Europe has reached a turning point. The financial and economic crisis has brought to light the fundamental contradictions on which the EU and the Eurozone rests. The difficulties encountered by the Union in solving the real problems faced by its citizens are evident today. A change of pace is needed. The time has come to tackle the fundamental issue that concerns us: the democratic matter and “the very idea of Europe”. We need to launch a “European Renaissance” to react to the political, cultural and demographic decline of Europe in an existential crisis. This new course can only begin if we decide to put people back at the centre of our attention and action, to prevent a new crisis from finding us again unprepared.
The Laboratory’s objective is to propose valuable ideas to bring citizens and European institutions closer together and recover the gap between them and build a different Europe.
Why belong to the Union?
Europe Laboratory’s conviction is that belonging to the European Union must be the consequence of a conscious evaluation of the economic, social and political advantages that each member state can derive from it.
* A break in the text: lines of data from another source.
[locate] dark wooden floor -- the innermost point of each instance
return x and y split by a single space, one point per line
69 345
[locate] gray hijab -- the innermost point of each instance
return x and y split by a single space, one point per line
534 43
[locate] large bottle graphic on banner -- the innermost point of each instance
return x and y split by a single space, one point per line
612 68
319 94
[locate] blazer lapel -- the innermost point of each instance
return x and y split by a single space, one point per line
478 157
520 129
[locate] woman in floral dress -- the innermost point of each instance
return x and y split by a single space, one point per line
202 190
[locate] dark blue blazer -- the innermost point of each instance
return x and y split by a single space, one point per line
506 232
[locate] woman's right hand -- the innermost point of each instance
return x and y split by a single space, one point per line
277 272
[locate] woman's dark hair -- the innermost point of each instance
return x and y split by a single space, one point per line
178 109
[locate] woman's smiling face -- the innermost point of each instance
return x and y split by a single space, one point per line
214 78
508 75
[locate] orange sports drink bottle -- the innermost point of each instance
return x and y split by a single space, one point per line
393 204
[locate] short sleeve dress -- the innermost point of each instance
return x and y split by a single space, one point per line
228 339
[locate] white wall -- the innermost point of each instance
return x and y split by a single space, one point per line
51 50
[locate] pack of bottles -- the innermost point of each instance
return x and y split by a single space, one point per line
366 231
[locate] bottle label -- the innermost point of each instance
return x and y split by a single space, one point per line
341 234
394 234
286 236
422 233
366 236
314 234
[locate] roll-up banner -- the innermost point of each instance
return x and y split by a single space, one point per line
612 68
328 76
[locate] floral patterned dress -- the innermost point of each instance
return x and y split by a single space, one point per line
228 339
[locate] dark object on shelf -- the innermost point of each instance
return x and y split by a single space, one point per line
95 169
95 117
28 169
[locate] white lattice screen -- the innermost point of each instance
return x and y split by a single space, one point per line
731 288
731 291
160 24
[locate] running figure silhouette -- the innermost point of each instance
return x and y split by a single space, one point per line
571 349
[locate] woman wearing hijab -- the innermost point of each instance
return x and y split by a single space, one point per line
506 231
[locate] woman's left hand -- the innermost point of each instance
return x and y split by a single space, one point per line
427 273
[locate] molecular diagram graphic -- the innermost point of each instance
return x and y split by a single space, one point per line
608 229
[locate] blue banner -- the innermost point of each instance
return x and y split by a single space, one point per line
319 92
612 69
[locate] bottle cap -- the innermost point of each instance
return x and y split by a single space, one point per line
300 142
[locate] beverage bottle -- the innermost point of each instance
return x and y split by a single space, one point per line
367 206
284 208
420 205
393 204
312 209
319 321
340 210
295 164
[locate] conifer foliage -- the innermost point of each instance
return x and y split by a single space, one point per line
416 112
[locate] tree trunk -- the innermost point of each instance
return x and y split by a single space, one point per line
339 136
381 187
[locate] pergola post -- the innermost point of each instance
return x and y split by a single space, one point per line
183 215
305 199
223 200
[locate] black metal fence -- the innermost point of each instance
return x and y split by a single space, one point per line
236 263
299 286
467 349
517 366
It is, therefore, necessary to remain in Europe to:
complete the Eurozone integration measures (progressive integration) while also changing some Eurozone policies and/or speeding up some long-stalled actions. In particular, we need a change in the economic and social paradigm that guides the Eurozone, hence completing the whole package concerning finance, banking, the ESM (European Stability Mechanism), the question of investment, debt. We should also relaunch demand and involve social partners more in the EC and the Union choices. Therefore, we aim to define new rules and new institutions, contribute through an open and accessible debate, and elaborate proposals to increase overall benefits and improve their allocation.